“It’s okay.” I hide the bitter realization from my voice. “I’m okay, Grandpa. Really. I don’t want you to worry about me. That’s the job of all these doctors.”

“I’ll always worry about you. Get over it.”

“You know what that means. I’ll have no choice but to worry about you, too.” I give him my cheeky grin. My stitches are sore so I dropped it much too quickly.

Thankfully, the old man has shifted his attention. He walks around my bed in the direction of the armchair, but his intentions aren’t set on it. He pulls my boyfriend into the same hug he always reserves for me, full of everything that can’t be reduced to words.

“Thank you, son.”

Miles is stiff, but it melts off as they exchange more words. I’m not able to catch them, as my mother comes to sit by my feet on the bed.

She lays her palm on my knee, over the blanket. “How are you, darling?”

“I’m okay, Mom. I am,” I promise.

She has no qualms about showing her reluctance to believe me with the subtle raise of her brow. “You certainly don’t look okay, darling.”

“Why, thank you, darling mother. That’s precisely what a wounded woman needs to hear,” I deadpan.

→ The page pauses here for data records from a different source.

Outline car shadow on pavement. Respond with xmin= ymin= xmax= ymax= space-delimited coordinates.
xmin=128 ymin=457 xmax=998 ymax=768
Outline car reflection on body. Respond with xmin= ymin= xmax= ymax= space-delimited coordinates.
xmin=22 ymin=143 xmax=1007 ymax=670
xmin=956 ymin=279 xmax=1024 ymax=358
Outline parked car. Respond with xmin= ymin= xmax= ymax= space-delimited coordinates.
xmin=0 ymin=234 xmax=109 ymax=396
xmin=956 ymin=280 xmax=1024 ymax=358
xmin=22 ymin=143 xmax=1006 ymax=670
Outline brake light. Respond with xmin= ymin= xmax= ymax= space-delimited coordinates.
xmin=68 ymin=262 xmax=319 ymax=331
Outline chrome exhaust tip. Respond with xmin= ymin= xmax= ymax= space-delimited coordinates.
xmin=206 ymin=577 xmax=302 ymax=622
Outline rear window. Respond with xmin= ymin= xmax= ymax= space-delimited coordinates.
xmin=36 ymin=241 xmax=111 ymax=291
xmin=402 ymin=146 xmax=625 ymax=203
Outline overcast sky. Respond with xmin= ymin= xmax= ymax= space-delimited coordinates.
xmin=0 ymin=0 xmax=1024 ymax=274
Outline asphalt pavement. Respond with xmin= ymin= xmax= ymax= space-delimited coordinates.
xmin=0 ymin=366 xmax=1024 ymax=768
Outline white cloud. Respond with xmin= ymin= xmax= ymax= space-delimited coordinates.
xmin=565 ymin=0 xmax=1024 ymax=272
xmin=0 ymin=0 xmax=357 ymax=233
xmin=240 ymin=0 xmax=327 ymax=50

“Happy to see that the bandage on your head hasn’t affected your penchant for sarcasm.”

“Me too,” I agree, un-sarcastically for once.

“Has your father been informed about this incident?”

She knew the answer before she asked the question.

“Don’t call him.” The demand rushes out of me, but everyone hears it clearly. Grandpa, who has occupied the seat, seizes my unstabbed hand.

If my father doesn’t know, there’s a reason for his absence. If he knows and doesn't come…

It’d hurt. Whether I anticipate or expect it. Like a train wreck, I could see it coming from miles away. I could brace myself and prepare for it. but and the impact would not be less devastating.

“Don’t to bother him,” I say with deliberate slowness. “My prognosis is good. I’m fine.”

Mom gives me one of her sharp looks, the one that tells me it’s a lost fight. “I’ll let him know.”

“If you must.” I relent with apathy that’s noticeably fake, my body already folding in on itself to prepare for another hit.

From the other side, Grandpa tightens his hold around my hand.

“What about your recovery? When did you say you’re getting discharged? You’ll come home with me darling. You’re not going back to your place.”

“Zoe is coming home with me,” Miles declares, stopping my mother’s ideas before they root, as though it’s a done deal, signed and stamped by both of us. “We’ve been considering getting our own house together, anyway, so there’s no point delaying.”

Say what, again?

I vaguely recall Dr. Chen’s list of symptoms for a head wound, and it included impaired hearing, amnesia, and even hallucinations.

Perhaps this, all of this, is a hallucination, a product of my fertile imagination. My family standing in a room with Miles as my boyfriend as he announces we’ll be taking the next step in our relationship by building a home together is something conceivable only in dreams—or delusions.

“Oh, darling, I didn’t know.” We have one thing in common. “That’s great! If that’s what you want, I’m so happy.”

“Surprise!” I shriek with a maniacal grin, staring at my fake boyfriend.

A mild concussion and five stitches.

That’s the official diagnosis. Utterly underwhelming.